My forecast continues to suggest that the Conservatives will finish with a healthy lead in vote share, and a large majority. I thought it helpful to explain why.

This post is based on the forecast as it stood on the Monday morning prior to the election.

Current polls

Let's start with the current polls. An average of the last six polls (from Survation, ICM, ComRes, YouGov, Opinium, and ICM) has the race like this:

  • Conservatives: 43.5%
  • Labour: 37.4%
  • LDem: 7.5%

or a lead of six percent.

Current polls (2)

Because different polling companies have different approaches, and because those different approaches materially affect their top-line figures, a simple average can give very different results depending on which polling companies are included. I use a model to combine polls. It tries to model pollsters' different house effects, on the assumption that these on average cancel out. The model has the race like this:

  • Conservatives: 42.4%
  • Labour: 38.2%
  • LDem: 7.5%

or a lead of just over four percent. This is probably because ICM feature twice in the simple average above, and because ICM produce higher Conservative leads.

Election day polls

Why then is my forecast so bullish about the Conservatives' prospects? In part, it's because of movement I expect to happen between now and the day of the election in the polls. I described how I model this in a previous post, but generally Labour do badly in the run-in to elections. This means that I expect their share to go down. That means that the final day polls ought to look like this.

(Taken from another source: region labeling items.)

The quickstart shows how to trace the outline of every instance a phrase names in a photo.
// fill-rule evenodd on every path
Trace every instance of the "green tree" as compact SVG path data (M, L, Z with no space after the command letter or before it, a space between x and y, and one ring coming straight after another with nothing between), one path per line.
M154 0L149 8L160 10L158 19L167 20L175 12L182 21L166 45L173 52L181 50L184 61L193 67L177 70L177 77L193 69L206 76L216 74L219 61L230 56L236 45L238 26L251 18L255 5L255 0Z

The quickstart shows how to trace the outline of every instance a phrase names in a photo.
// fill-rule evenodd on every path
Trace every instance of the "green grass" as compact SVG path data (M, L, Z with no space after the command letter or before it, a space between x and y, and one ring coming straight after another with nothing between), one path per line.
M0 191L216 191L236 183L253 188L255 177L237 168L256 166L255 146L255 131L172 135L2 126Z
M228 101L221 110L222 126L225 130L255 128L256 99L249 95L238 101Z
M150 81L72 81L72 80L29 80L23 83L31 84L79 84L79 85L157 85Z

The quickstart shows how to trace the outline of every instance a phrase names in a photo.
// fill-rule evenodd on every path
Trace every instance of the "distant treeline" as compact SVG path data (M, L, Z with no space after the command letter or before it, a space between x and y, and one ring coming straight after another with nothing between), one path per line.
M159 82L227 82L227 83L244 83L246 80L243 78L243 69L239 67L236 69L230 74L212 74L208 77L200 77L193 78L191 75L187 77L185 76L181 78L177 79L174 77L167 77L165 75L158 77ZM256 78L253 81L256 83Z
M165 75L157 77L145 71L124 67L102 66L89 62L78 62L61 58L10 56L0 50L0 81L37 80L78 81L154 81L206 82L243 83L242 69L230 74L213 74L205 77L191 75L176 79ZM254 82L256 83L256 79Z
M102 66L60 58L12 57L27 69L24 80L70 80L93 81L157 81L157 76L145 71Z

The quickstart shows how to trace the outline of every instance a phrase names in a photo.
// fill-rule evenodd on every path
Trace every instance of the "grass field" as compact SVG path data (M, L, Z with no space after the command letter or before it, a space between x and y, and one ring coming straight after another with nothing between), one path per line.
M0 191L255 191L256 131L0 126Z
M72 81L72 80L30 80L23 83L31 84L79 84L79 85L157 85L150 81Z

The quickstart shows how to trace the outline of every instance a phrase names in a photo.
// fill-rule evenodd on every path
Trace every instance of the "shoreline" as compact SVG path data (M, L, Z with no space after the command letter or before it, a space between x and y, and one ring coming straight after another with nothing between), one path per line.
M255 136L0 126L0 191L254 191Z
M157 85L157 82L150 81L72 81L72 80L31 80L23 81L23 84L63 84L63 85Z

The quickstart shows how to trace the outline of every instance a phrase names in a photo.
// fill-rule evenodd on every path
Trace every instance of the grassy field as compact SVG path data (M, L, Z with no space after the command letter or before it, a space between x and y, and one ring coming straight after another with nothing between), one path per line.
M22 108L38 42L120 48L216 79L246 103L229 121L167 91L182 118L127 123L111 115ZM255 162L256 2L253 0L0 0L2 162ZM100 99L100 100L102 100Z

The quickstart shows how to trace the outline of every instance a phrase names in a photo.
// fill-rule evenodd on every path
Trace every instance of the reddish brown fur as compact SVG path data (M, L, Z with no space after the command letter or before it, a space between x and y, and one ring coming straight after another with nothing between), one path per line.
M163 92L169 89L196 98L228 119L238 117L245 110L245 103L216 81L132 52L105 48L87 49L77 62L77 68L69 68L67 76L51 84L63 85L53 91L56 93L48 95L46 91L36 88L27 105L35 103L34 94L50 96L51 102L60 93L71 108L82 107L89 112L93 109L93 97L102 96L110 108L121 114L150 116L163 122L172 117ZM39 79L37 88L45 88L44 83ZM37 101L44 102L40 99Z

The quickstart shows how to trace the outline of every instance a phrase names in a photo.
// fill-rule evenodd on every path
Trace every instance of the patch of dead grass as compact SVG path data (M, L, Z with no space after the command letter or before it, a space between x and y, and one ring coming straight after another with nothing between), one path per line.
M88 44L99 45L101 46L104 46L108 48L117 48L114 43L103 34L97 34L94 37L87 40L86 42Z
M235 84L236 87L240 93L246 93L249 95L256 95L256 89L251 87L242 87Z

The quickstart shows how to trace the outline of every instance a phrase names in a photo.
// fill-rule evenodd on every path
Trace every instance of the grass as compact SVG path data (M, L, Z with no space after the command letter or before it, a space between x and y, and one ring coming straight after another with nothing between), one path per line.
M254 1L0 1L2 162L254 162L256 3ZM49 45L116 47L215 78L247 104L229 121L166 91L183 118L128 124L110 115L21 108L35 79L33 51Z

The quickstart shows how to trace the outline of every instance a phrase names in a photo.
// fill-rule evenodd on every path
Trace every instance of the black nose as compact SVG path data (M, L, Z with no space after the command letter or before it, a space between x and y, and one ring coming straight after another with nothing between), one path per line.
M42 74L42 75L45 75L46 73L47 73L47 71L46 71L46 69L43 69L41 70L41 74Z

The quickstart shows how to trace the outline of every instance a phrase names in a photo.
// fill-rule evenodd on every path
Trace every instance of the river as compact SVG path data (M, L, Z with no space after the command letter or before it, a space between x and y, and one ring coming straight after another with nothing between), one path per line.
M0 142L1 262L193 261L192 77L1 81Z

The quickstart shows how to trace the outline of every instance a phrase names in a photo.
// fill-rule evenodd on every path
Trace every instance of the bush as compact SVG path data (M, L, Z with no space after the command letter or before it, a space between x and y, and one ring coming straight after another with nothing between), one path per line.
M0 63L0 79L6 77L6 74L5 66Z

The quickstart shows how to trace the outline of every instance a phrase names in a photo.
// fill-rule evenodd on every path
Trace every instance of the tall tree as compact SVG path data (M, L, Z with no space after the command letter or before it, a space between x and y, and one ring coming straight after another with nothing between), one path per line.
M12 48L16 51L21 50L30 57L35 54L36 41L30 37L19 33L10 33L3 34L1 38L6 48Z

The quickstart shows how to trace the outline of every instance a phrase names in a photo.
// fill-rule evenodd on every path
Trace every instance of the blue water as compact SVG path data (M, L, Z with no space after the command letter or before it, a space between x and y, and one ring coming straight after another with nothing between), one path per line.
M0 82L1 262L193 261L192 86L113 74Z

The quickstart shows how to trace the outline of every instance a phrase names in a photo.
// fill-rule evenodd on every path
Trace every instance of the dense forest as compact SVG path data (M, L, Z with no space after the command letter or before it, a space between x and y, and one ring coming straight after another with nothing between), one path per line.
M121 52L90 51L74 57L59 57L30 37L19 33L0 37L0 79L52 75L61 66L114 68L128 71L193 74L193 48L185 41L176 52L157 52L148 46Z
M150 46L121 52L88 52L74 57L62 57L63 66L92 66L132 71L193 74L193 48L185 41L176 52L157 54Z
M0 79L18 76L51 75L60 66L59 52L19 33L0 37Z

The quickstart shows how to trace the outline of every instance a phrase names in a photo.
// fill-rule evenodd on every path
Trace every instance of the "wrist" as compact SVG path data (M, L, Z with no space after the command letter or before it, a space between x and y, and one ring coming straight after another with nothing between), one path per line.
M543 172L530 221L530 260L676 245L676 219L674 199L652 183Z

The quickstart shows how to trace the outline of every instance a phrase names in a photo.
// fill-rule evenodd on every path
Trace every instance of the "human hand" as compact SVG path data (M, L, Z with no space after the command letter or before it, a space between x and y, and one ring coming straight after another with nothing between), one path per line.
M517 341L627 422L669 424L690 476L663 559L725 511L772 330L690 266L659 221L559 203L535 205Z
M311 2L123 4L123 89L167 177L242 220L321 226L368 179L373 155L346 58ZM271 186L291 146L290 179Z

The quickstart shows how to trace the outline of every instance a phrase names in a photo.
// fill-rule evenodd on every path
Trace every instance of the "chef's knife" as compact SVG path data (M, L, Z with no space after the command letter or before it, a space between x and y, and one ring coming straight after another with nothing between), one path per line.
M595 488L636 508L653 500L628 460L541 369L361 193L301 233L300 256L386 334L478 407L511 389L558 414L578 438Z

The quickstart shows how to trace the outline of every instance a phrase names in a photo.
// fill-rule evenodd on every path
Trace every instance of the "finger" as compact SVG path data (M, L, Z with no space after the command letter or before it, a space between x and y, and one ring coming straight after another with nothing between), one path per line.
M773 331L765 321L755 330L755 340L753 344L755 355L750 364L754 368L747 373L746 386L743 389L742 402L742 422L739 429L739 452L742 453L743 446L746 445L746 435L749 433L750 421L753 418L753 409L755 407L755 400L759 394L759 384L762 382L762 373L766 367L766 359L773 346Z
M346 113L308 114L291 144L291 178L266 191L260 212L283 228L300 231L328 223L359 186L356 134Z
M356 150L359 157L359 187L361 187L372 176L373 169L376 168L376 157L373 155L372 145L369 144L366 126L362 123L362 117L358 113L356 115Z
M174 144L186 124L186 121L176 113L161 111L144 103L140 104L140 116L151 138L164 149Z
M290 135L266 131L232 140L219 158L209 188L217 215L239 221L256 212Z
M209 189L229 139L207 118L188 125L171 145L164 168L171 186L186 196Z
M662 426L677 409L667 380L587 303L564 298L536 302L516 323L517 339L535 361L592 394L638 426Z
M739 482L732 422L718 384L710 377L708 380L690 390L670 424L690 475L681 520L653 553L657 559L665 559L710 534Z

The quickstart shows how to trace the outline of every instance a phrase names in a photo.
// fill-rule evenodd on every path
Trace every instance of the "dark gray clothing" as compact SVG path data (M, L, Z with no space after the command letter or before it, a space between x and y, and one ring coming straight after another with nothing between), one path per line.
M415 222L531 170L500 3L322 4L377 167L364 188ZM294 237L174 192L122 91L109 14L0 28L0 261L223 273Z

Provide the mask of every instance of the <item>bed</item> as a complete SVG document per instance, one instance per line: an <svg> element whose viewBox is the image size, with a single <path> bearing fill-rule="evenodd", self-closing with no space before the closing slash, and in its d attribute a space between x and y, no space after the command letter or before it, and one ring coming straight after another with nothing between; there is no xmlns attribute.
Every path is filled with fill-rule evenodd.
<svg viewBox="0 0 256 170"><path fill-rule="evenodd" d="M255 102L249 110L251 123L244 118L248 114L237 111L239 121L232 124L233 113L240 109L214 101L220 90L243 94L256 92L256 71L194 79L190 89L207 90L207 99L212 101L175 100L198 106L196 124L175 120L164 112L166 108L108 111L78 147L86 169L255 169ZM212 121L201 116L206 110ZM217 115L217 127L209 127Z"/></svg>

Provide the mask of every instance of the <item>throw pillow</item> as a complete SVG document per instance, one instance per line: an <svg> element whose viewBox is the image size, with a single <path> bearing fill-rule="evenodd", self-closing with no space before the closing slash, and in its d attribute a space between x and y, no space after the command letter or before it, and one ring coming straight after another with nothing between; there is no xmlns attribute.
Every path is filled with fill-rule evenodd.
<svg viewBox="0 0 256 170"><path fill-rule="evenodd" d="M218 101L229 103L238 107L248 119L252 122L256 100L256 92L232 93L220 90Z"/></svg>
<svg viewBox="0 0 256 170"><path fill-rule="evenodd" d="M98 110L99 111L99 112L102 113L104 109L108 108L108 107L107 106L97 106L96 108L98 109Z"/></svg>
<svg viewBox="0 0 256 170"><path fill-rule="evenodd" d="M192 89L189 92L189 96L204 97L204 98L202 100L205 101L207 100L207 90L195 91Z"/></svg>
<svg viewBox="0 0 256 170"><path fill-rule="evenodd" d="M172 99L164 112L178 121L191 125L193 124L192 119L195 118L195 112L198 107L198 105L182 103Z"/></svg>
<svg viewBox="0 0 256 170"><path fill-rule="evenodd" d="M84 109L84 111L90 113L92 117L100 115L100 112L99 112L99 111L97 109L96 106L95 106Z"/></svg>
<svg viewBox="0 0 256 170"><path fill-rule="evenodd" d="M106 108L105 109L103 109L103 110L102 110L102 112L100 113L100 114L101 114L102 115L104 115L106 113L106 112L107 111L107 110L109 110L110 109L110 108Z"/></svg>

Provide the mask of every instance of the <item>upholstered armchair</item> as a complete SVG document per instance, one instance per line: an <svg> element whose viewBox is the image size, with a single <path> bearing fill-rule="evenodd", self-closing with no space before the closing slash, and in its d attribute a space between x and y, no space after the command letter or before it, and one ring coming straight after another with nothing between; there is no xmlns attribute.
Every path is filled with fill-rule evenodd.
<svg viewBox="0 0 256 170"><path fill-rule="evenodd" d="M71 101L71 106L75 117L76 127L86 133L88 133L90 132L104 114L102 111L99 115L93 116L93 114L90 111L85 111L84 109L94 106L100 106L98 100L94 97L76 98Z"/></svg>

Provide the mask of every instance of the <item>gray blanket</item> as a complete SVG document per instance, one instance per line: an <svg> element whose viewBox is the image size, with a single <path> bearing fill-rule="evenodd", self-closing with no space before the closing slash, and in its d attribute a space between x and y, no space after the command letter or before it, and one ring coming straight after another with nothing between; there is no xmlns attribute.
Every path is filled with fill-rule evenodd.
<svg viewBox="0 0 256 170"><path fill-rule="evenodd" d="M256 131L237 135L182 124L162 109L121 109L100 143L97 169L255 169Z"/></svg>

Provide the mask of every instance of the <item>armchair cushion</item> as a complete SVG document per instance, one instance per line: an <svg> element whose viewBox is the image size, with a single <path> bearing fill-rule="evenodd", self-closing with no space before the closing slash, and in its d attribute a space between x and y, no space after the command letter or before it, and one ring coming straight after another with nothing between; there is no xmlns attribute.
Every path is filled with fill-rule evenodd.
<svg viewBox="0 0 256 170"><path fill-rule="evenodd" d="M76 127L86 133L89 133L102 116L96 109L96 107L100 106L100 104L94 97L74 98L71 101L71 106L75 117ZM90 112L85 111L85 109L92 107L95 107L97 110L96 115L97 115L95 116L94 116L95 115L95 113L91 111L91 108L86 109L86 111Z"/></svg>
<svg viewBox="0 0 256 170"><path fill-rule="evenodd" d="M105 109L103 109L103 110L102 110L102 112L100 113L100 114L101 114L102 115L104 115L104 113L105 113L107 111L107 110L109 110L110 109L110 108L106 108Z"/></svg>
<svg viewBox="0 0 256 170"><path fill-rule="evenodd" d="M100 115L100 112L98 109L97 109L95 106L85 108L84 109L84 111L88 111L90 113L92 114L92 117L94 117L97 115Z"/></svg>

  • Conservatives 42.7 (95% forecast interval: 38, 47)
  • Labour 35.2 (31, 39)
  • LDem 7.9 (5, 11)

(You'll see that I've added forecast intervals to the list now. This means that although I think that the Labour vote share will go down in the polls, I'm not 100% confident that it will. I'm only 95% confident it'll end up in the range between 31 and 39. These intervals aren't this wide because I'm hedging. These are the intervals that a particular regression model produces when fed with data from 1979 onwards. Want tighter forecast intervals? Go back in time and make opinion change more predictable).

Polling errors

That gives a Conservative lead of seven and a half percentage points. That would probably be sufficient for a majority, but perhaps not a very healthy one. The final step in reaching my forecast vote share is to make assumptions about errors in the polls. On the basis of general elections since 1979, I'm going to assume that the average of the polls (more specifically, my model output, which takes account of the house effects of different companies) is going to over-estimate Labour, and under-estimate the Conservatives. (See the Polling Inquiry Report for details). This, plus some other unrelated changes to do with candidacy, gives…

  • Conservatives: 43.6% (38, 49)
  • Labour: 33.3% (28, 38)
  • LDem: 8.5% (4, 13)

for a Conservative lead of just over ten percentage points.

What if you're wrong?

I might well be wrong, in the sense that the actual outcome is quite far from what I forecast to be the most likely outcome.

You can tell that, because my forecast intervals are so wide. These intervals are a feature, not a bug.

Hopefully, I won't be wrong in the sense that the outcomes land outside these 95% forecast intervals (… or wrong in the sense that far more than 20% of outcomes fall outside the 80% forecast intervals, or wrong in the sense that far more than 50% of outcomes fall outside the 50% forecast intervals).

Some of the ways in which I'm wrong will be self-correcting. If I'm wrong about campaign movements, we'll know over the next couple of days, and future forecasts will reflect this.

However, if I'm wrong about polling industry error, we'll only know on the night.

Isn’t that what makes it so much fun?